This is what it’s called. You can prune the last half of a deep network’s layers with barely any performance drop. Those layers were contributing almost nothing.

The fix

Replace fixed accumulation with learned attention over depth. Each layer gets one small learned parameter that lets it attend over all previous layer outputs, weighted by content similarity. It learns which earlier layers matter for the current input. Initialized to behave like standard residuals, then learns to specialize during training.

For production scale: Block AttnRes groups layers into ~8 blocks. Standard residuals within blocks, attention only across block summaries. Drastically lower memory cost.

Standard residuals sum every layer equally. Full and Block Attention Residuals let each layer attend over the depth beneath it, softmax attention on the depth axis instead of a flat sum.

Results

1.25x effective compute advantage across all scales
+7.5 on GPQA-Diamond (graduate-level reasoning)
+3.6 on Math, +3.1 on HumanEval
Stable output magnitudes. Uniform gradient flow across depth.
Under 2% inference overhead. Drop-in replacement.

The deeper insight

The paper shows that standard residuals are actually performing depth-wise linear attention. Highway Networks are depth-wise linear attention with gates. AttnRes is depth-wise softmax attention.

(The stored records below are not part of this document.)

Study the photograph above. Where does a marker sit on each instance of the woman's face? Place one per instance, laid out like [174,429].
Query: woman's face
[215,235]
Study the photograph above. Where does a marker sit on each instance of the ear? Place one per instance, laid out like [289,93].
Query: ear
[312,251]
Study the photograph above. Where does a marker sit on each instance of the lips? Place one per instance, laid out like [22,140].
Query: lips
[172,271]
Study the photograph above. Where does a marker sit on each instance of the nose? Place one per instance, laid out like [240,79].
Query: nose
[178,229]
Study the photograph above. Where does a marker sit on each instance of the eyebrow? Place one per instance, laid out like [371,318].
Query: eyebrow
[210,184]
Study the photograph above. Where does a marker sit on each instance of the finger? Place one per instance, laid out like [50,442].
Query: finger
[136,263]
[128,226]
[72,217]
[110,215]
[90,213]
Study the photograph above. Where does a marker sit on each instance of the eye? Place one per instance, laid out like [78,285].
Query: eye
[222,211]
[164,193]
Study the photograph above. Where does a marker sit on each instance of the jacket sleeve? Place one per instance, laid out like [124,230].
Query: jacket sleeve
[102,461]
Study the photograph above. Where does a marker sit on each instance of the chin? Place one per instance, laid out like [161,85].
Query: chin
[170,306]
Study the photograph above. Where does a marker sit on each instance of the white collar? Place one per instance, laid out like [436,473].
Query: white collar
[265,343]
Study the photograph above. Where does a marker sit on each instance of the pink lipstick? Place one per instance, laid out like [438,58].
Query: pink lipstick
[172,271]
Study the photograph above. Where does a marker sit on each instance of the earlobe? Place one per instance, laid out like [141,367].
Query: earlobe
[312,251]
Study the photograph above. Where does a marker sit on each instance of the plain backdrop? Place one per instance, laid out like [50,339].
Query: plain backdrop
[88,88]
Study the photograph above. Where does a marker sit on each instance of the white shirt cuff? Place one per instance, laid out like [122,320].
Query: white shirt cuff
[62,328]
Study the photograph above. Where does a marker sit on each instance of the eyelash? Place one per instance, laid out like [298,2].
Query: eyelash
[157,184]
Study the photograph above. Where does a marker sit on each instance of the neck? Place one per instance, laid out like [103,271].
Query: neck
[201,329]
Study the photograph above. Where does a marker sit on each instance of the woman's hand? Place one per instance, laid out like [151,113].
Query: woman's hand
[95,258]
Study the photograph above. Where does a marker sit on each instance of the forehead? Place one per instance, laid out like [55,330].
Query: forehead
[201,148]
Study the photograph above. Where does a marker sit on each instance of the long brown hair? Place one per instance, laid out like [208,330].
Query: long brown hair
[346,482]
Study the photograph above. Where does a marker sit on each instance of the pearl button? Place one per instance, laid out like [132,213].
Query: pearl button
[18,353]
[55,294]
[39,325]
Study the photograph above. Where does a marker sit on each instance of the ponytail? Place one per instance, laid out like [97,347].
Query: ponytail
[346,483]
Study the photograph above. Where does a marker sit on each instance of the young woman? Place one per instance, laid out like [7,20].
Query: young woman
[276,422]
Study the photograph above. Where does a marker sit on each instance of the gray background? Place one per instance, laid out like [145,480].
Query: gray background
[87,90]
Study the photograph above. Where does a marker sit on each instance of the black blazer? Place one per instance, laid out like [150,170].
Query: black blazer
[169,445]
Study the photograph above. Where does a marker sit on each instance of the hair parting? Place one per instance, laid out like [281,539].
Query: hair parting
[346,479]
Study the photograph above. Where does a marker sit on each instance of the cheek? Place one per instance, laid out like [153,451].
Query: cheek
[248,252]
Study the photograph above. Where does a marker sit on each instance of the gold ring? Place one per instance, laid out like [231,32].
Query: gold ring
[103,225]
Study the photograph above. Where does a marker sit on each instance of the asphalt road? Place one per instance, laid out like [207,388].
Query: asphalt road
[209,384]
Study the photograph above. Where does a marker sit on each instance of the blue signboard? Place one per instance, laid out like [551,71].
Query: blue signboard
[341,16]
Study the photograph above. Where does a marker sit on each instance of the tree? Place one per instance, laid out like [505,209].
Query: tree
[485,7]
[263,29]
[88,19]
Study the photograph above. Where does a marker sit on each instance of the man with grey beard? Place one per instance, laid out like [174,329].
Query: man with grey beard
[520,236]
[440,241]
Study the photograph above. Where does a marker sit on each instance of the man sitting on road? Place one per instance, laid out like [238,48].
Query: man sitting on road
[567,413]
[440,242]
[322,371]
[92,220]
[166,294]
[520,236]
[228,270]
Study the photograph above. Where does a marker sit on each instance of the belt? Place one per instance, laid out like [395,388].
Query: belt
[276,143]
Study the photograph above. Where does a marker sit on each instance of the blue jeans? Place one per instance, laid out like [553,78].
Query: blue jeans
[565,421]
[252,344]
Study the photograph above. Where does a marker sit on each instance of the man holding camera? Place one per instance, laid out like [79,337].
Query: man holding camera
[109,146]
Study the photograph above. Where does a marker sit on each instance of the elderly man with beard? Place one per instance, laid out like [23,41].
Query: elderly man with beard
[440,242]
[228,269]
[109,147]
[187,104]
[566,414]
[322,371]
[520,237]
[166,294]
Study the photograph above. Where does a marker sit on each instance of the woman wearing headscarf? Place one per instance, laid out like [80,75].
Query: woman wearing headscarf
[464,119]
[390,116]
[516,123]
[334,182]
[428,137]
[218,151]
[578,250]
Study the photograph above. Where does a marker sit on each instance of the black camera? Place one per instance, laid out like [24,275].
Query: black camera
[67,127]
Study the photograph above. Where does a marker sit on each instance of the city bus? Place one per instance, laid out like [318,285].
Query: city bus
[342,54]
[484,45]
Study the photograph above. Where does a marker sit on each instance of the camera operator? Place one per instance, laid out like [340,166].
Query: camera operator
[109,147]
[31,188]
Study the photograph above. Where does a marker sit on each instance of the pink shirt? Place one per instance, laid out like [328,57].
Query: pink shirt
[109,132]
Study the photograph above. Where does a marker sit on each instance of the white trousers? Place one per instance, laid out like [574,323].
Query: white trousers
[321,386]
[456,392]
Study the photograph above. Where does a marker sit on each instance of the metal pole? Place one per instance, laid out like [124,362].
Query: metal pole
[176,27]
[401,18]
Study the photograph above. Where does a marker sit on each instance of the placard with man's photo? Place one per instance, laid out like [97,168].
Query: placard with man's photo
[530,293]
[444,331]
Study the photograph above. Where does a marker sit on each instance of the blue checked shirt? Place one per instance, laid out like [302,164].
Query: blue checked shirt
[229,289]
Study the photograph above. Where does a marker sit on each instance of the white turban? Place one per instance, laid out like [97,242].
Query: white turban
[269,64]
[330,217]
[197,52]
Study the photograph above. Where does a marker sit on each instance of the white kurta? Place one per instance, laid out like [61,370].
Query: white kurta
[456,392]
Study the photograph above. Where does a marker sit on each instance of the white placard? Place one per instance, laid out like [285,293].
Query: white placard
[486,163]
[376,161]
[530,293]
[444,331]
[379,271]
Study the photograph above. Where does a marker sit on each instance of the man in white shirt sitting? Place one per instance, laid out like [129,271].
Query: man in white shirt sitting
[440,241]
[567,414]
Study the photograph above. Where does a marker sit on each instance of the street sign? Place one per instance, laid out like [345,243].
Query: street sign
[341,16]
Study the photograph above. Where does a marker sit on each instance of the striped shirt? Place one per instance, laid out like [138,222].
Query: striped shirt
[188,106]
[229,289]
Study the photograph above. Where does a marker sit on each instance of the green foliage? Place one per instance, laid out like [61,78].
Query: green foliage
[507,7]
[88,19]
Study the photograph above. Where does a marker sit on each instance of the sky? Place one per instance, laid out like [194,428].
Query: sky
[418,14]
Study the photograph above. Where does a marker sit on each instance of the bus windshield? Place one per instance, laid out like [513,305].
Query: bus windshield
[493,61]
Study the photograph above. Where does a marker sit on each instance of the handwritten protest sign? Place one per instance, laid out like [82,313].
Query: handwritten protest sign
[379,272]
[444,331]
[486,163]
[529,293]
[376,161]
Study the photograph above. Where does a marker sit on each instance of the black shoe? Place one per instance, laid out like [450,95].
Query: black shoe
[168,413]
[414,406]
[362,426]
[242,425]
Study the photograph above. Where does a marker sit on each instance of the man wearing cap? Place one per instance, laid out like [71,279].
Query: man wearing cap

The exact same progression that happened on the sequence axis.

This isn’t just Kimi. DeepSeek has Hyper-Connections. Every major AI lab is independently attacking the Curse of Depth.

The caveat

This works because language is inherently structured. On unstructured data, standard residuals can actually win. Real gains, not universal.

My take

Residual connections haven’t changed since 2016. One learned vector per layer getting you 25% compute savings tells you how much room is left in Transformer architecture.

The race isn’t just about scale anymore. It’s about wiring.

Paper, Attention Residuals, Kimi Team (arXiv: 2603.15031)